Entschleunigung

Klartext von Roger Liggenstorfer

Der Titel meiner druckfertigen Kolumne im Frühjahr lautete «Die Gier und der Messewahn». Doch dann packte uns alle der Coronawahn – und er beschäftigt uns noch immer. Mit dem Ausdruck «Messewahn» kritisierte ich die ausufernden Hanfmessen, die auf lange Sicht weder für die Veranstalter noch für die Aussteller erfolgreich und nachhaltig ausfallen können. Vielen neuen Möchtegern-Veranstaltern hat die Pandemie nun einen dicken Strich durch die Rechnung gemacht.

Zu hoffen ist, dass bei einigen mit der Entschleunigung auch die Vernunft einkehrt und sie 2021 davon absehen werden, den Messekalender unnötig zu strapazieren. Auch wenn finanzielle Desaster und soziale Probleme viele Menschen schwer getroffen haben, zeigte der Lockdown auch positive Aspekte. Schon vor Jahren hat der Soziologe und Drogenlegalisierungsaktivist Günter Amendt, der viel zu früh durch einen tragischen Unfall starb, die Entschleunigung der Gesellschaft konsequent eingefordert. Dass ihn ausgerechnet ein Kiffer, der eines epileptischen Anfalls wegen sein Auto nicht mehr unter Kontrolle hatte, vor der eigenen Haustüre überfuhr, ist umso tragischer. Der Todesfahrer hätte übrigens längst seinen Fahrausweis abgeben müssen, wäre sein Vater nicht ein Richter gewesen, der beim Führerscheinentzug beide Augen zudrückte.

Parallel zur Entschleunigung beobachte ich eine Dynamisierung individueller und gesellschaftlicher Entwicklungen – wie eine Feder, die angespannt war und nun gelöst wird. Auch wenn wir einige Dinge in Bezug auf die Corona-Pandemie nicht verstehen und vieles (noch) nicht geklärt ist, gleiten gegensätzliche Positionen oft ins Fanatische ab und erschweren eine sachliche Diskussion. Oft ist dieses Entweder-Oder begleitet von radikalen Äußerungen festgefahrener Vorstellungen – insbesondere in den sozialen Medien – begünstigt durch Pseudonyme, hinter denen man sich verstecken kann, und gefördert durch Algorithmen auf Youtube & Co., die den Nutzern ihre unreflektierte Sicht der Dinge durch weitere unkritische Beiträge bestätigen.

Da erinnere ich mich lieber an meinen Freund Albert Hofmann, den LSD-Entdecker, der statt von Entweder-Oder von Sowohl-als-auch sprach, von Ergänzung statt Ausschluss. Es gibt nicht nur These und Antithese, sondern auch die Synthese.

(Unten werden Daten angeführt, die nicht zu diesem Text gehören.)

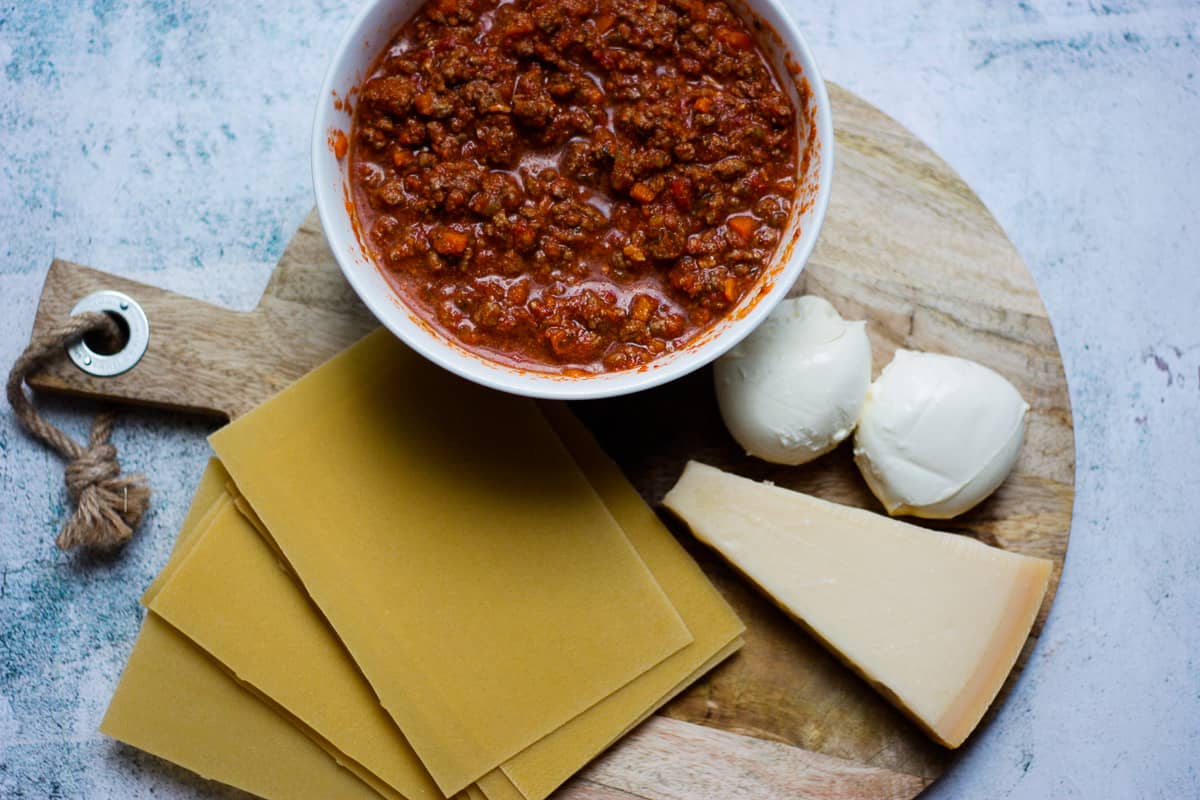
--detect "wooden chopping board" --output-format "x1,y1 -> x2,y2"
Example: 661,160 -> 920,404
23,85 -> 1074,800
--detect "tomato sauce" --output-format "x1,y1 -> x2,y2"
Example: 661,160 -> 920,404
349,0 -> 802,372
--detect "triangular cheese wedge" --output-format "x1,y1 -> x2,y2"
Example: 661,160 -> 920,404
662,462 -> 1052,747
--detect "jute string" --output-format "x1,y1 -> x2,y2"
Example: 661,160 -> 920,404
6,311 -> 150,551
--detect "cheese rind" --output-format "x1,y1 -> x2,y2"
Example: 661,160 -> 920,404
664,462 -> 1052,747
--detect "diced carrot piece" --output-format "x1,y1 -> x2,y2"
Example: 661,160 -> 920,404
332,131 -> 350,161
716,28 -> 754,50
430,228 -> 467,255
671,178 -> 692,211
728,217 -> 758,245
629,182 -> 658,203
725,277 -> 738,302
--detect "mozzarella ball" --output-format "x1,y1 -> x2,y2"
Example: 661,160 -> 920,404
854,350 -> 1030,519
713,296 -> 871,464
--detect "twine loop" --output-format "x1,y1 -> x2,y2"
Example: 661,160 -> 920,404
5,311 -> 150,551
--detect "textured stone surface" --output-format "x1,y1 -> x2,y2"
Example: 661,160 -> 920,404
0,0 -> 1200,798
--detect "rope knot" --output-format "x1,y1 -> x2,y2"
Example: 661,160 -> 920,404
64,441 -> 121,503
6,312 -> 150,551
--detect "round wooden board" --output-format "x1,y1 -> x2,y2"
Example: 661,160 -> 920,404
572,85 -> 1075,798
30,84 -> 1074,800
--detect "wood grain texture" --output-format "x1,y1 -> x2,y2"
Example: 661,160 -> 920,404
23,85 -> 1074,800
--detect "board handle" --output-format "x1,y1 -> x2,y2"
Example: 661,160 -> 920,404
28,259 -> 265,419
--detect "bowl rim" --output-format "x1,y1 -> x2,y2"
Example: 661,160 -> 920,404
310,0 -> 834,399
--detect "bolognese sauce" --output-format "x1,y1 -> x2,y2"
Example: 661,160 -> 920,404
349,0 -> 802,372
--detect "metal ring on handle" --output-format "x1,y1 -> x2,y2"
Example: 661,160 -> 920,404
67,289 -> 150,378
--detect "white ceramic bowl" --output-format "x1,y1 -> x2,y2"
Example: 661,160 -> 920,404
312,0 -> 833,399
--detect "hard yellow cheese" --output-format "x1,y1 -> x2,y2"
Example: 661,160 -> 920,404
664,462 -> 1052,747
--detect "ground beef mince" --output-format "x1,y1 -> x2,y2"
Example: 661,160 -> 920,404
349,0 -> 798,372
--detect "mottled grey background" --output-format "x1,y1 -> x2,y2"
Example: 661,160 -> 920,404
0,0 -> 1200,798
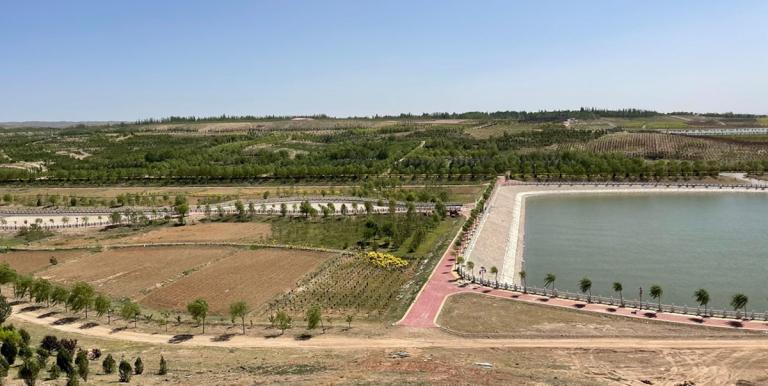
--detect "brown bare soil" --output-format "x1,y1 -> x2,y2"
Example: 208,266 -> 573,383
141,248 -> 331,313
114,222 -> 272,243
437,294 -> 762,337
0,250 -> 90,274
38,247 -> 240,298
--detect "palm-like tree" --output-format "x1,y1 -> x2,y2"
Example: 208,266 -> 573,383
613,281 -> 624,307
693,288 -> 709,315
650,284 -> 664,311
579,277 -> 592,303
731,294 -> 749,318
544,272 -> 557,296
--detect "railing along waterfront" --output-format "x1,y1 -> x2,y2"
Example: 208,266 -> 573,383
456,266 -> 768,321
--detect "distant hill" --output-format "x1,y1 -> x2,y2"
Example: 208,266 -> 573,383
0,121 -> 122,129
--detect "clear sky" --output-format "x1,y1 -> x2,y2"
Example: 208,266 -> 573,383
0,0 -> 768,121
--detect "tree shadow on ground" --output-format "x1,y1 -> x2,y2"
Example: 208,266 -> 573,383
294,333 -> 312,340
168,334 -> 194,344
80,322 -> 99,330
37,311 -> 60,319
211,334 -> 235,342
19,306 -> 45,312
51,316 -> 80,326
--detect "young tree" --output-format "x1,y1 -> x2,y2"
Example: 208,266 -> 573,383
93,294 -> 112,324
30,279 -> 53,305
120,299 -> 141,328
118,359 -> 133,383
0,356 -> 11,385
275,310 -> 293,334
613,281 -> 624,307
306,306 -> 322,331
75,350 -> 89,382
693,288 -> 709,315
101,354 -> 117,374
19,359 -> 40,386
579,277 -> 592,303
0,263 -> 17,298
0,295 -> 13,324
544,272 -> 557,296
67,282 -> 96,318
133,357 -> 144,375
0,339 -> 19,366
731,294 -> 749,318
650,284 -> 664,311
48,363 -> 61,380
187,298 -> 208,334
229,300 -> 248,335
51,286 -> 69,311
56,348 -> 75,374
157,355 -> 168,375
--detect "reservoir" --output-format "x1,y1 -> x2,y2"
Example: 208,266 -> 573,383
523,192 -> 768,311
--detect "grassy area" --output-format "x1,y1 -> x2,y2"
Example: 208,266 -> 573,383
465,121 -> 538,139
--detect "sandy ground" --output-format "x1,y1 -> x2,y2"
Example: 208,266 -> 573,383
465,183 -> 768,284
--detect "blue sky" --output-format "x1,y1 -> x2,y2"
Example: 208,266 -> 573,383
0,0 -> 768,121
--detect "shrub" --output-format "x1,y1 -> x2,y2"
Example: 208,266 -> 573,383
365,252 -> 408,269
19,360 -> 40,386
19,328 -> 32,345
101,354 -> 117,374
48,363 -> 61,379
0,340 -> 19,365
59,339 -> 77,357
120,360 -> 133,383
75,350 -> 89,382
40,335 -> 60,352
133,357 -> 144,375
56,350 -> 75,375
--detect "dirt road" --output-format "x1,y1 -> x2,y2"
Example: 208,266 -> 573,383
10,306 -> 768,351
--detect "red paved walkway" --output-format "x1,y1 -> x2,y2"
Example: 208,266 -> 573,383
397,223 -> 768,331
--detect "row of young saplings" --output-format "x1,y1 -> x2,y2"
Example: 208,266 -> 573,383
0,263 -> 353,334
457,266 -> 768,321
0,322 -> 168,386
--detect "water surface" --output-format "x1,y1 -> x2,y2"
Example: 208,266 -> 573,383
524,193 -> 768,311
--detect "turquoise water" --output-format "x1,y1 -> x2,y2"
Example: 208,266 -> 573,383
524,193 -> 768,311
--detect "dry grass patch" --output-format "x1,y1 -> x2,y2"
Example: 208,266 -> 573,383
39,247 -> 234,298
114,222 -> 272,243
437,294 -> 757,338
141,248 -> 331,313
0,250 -> 90,274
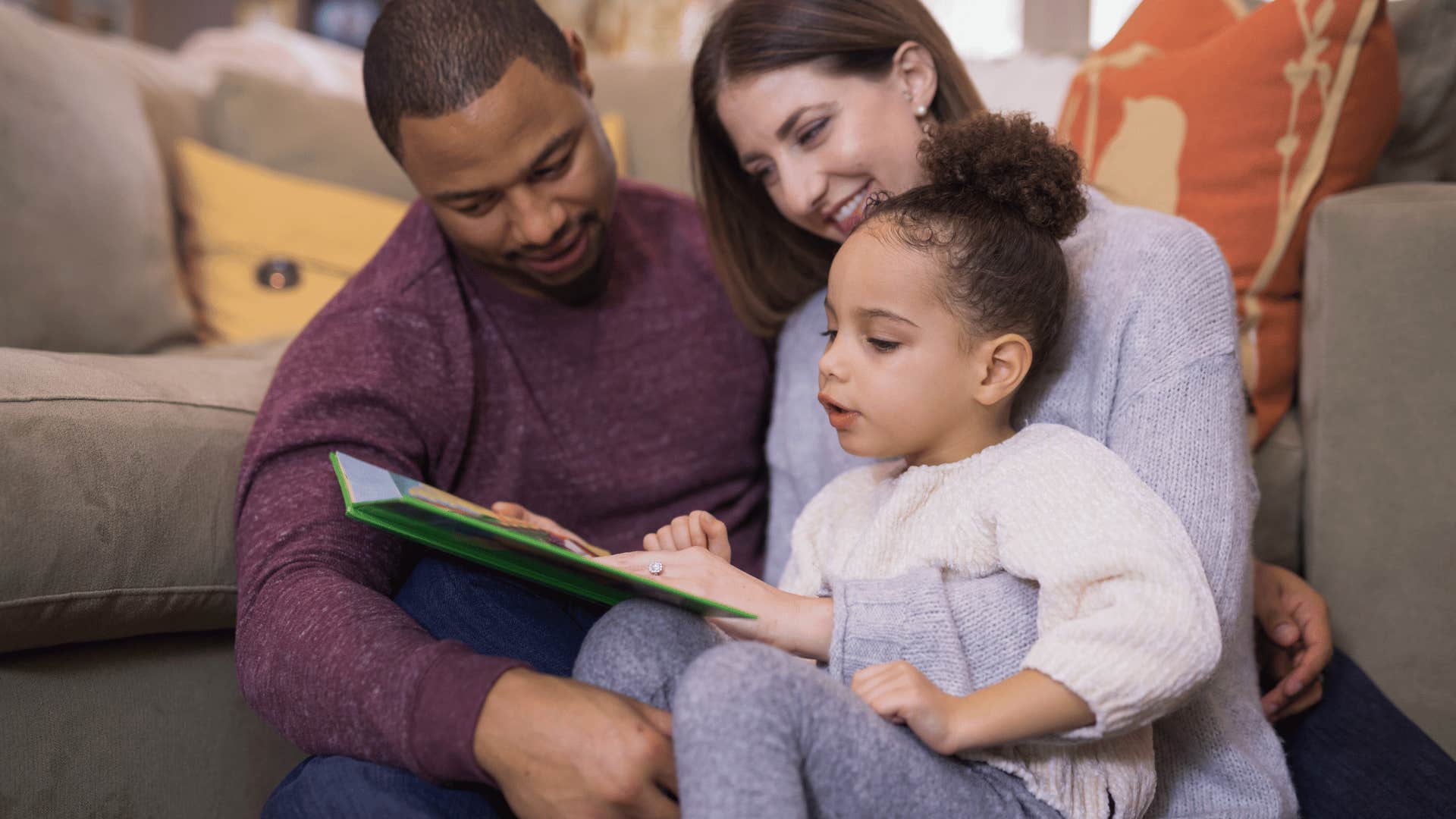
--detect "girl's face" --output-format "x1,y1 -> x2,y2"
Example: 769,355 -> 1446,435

Oder wie es der Nachtschatten-Autor und Sagenforscher Sergius Golowin in breitem Bärndütsch so treffend ausdrückte: Es cha sy, odr es cha nid sy – odr es cha gaaanz anders sy.

Wir tun gut daran, aus dieser Krise nicht nur die Entschleunigung mitzunehmen, sondern auch die Fähigkeit, zuzuhören, zu differenzieren und weniger heftig zu reagieren. Entspannte Zeiten lassen sich dazu nutzen, auf psychonautischen Reisen eine andere Sicht der Dinge zu erleben – integrativ, empathisch, respektvoll und mit mehr Verständnis für andere Ansichten. Wenn äußere Reisen erschwert werden, bleiben uns immer noch die kostbaren inneren Reisen.

Eben singen zwei Amseln ihr Abendlied, während ich schreibe. Auch dies hat uns die Zeit der Entschleunigung gelehrt: die Dinge vor unserer Haustür wieder vermehrt wahrzunehmen. Es ist ein Geschenk, die Schönheit der Natur zu sehen und wieder mehr Zeit für positive Erfahrungen zu nutzen – im inneren wie im äußeren Raum.